Hungarian low-cost airline Wizz Air has signed a firm order to acquire 12 Airbus A320 and A319 aircraft and taken an option on 12 more similar jets, the company said in a statement on Wednesday.



Wizz said it would buy V2500 engines, made by International Aero Engines to power its aircraft.

Wizz said its order, for both firm purchases and options, was worth $1.4 billion based on list prices. That price includes over $400 million for the engines, the company added.

International Aero Engines (IAE) is a joint venture of Rolls-Royce Plc , United Technologies Corp's Pratt & Whitney, Japanese Aero Engines Corp and Germany's MTU Aero Engines .

Airbus and IEA officials declined to provide exact financial details.

Wizz will finance the bulk of the purchase from bank loans, Chief Executive Jozsef Varadi said.

It most recently signed a 25 million-euro financing deal in December with a group of investors lead by Indigo Partners LLC.

Wizz, which currently flies seven aircraft out of several airports in Hungary and Poland, primarily to Western European destinations, expects to transport 2 million passengers in 2005.

The airline, which started operations in May 2004, sees its passenger traffic rising by an annual 45 percent through to 2010 and 21 percent between 2010 and 2015.

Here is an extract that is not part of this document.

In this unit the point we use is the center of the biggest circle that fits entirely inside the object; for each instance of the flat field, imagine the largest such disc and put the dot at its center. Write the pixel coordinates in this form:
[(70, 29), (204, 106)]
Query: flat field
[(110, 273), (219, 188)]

Based on those plans, Wizz expects to fly 15 million passengers in 2010 with 38 aircraft and 35 million passengers in 2015 with 100 aircraft, Varadi said.

"If those plans are correct, we will be the biggest single airline in Central Europe by 2007," Varadi said.

"We continue to think that in Europe only four or five low cost airlines will survive in the long term, and perhaps one in Central Europe," Varadi said.

"There's going to be a consolidation, airlines will disappear ... but I can't predict a time frame," Varadi added.

Varadi said Wizz had ample financing for the next two years and would consider a stock exchange listing in the medium term.